2003年、古くなった木造の中川神社の祠が建て替えられることになり、以前からのよきご縁によって当研究会も協力させていただき、石造りの立派な祠が完成しました。
2004年の『中川金治翁を偲ぶ会』は、会長の伊藤巌さん経営の民宿『たちばな』において、中川さんの親戚の方、村長さん、中川さんを知る長老の方、村会議員、登山家あこがれの宿『三条の湯』のご主人など多彩な方々の参加を得て開かれました。当研究会からは、偲ぶ会副会長の藤森正法さんとその魅力あふれる山のお仲間や友人、学生時代からの登山の達人谷口さん、京都から稲場夫妻が参加しました。
あたたかなまなざしの中川さんの大きな写真が中央に掲げられ、目の前のお膳には村の方の心尽くしの手作りのご馳走が並び、来賓のご挨拶と献杯で会が始まりました。奥さんたち手作りのコンニャク、手打ち蕎麦、煮物、酢の物、焼き物、この日のために猟師さんが狩をして下さったというシカ肉、新鮮な馬肉などおいしそうなものばかり。「馬と鹿だ!」「気にしない、気にしない。」などとおいしく楽しくいただきました。
民話の紙芝居
地形的に都会から遠く、厳しくも美しい自然にめぐまれた丹波山村は、伝説や民話の宝庫でもあります。
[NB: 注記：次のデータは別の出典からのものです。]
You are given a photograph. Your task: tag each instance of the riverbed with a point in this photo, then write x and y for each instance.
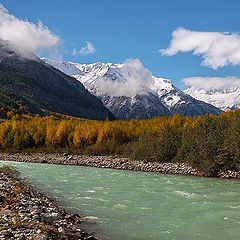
(139, 205)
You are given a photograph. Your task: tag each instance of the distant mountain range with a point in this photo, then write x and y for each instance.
(130, 91)
(28, 84)
(227, 99)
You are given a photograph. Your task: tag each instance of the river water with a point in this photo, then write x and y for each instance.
(127, 205)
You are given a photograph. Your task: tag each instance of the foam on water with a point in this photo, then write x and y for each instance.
(138, 206)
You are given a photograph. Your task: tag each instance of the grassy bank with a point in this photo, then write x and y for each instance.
(211, 143)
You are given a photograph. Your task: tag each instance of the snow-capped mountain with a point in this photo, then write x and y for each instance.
(228, 99)
(130, 91)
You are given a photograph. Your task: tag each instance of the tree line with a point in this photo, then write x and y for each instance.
(210, 143)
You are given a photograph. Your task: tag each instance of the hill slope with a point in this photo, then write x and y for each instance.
(225, 99)
(29, 84)
(130, 91)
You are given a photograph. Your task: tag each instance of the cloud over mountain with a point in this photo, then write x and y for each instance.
(136, 80)
(217, 49)
(87, 49)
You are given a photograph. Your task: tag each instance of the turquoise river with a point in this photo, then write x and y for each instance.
(127, 205)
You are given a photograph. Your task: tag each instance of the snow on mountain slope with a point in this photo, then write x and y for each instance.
(129, 90)
(224, 99)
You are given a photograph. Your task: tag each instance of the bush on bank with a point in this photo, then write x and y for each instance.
(210, 143)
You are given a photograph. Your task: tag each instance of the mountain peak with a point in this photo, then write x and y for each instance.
(129, 90)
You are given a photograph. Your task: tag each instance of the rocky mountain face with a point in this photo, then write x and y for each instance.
(130, 91)
(227, 99)
(28, 84)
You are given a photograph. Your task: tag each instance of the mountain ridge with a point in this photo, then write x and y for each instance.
(128, 95)
(41, 88)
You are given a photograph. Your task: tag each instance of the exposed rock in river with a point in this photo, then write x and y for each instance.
(113, 162)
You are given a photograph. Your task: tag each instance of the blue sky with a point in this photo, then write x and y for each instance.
(125, 29)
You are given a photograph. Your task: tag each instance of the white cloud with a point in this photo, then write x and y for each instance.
(211, 83)
(85, 50)
(216, 48)
(24, 35)
(135, 80)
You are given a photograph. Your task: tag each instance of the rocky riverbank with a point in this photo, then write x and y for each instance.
(113, 162)
(27, 214)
伊藤巌さんや木下勲さんが問わず語りに話して下さったお話をもとにした創作紙芝居、丹波山村シリーズ第二作目は『龍魂淵の伝説』という、龍魂淵に棲む凛々しい龍の若者と可憐な村娘の純愛を中心に、竜巻、大雨などの自然現象や、丹波デンデーロなど村の地名を織り込んだ雄大な物語で、感動的な展開に拍手が起こりました。このシリーズが村の民話研究家の方々とともにずっと続いていきますように。
祠のあるサオラ峠へ
翌朝はすぼらしいお天気!いよいよ祠のあるサオラ峠に登ります。脚に覚えのある方は徒歩で急峻な山道を登り、その他の人は東京都水源林事務所新設のモノレールに伊藤さんのご尽力で特別に乗せていただけることになりました。山の専門家用のモノレールは、ヒエーッな状態で止まったりして大迫力ですが、徒歩よりはずっとずっと楽です。落葉松や三つ又の木、無数の滝、シカに樹皮を食べられツルツルになった木の幹などに心惹かれながらサオラ峠に着くと、中川神社の石の祠が私たちを迎えてくれました。そして、山々の向こうに雪を頂いた富士山の姿が見えると思わず大きな喚声と拍手が!
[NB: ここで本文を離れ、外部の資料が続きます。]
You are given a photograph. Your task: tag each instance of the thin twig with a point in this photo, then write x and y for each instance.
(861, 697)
神社に参拝し、中川さんに地酒をささげ、民宿の奥さん手作りのおいしいお弁当をいただいたあと、猟師さんが三発の祝砲を献じ、丹波山締めでキリリと締めて行事が終了しました。
この日のためにこれほどの準備をして下さった丹波山村の方々、熱心に誘っていただき愛車で村まで連れてきて下さった藤森さん、楽しい宿のお仲間の皆さん。誠実であたたかな多くの人の心に触れた水源の村への旅は、人の手と心によって守られている自然の尊さを教えてもらった旅でもありました。帰り際に「またいつでも来て下さいよ。」と笑顔で言って下さった村の方の言葉をいつも思い出し励まされています。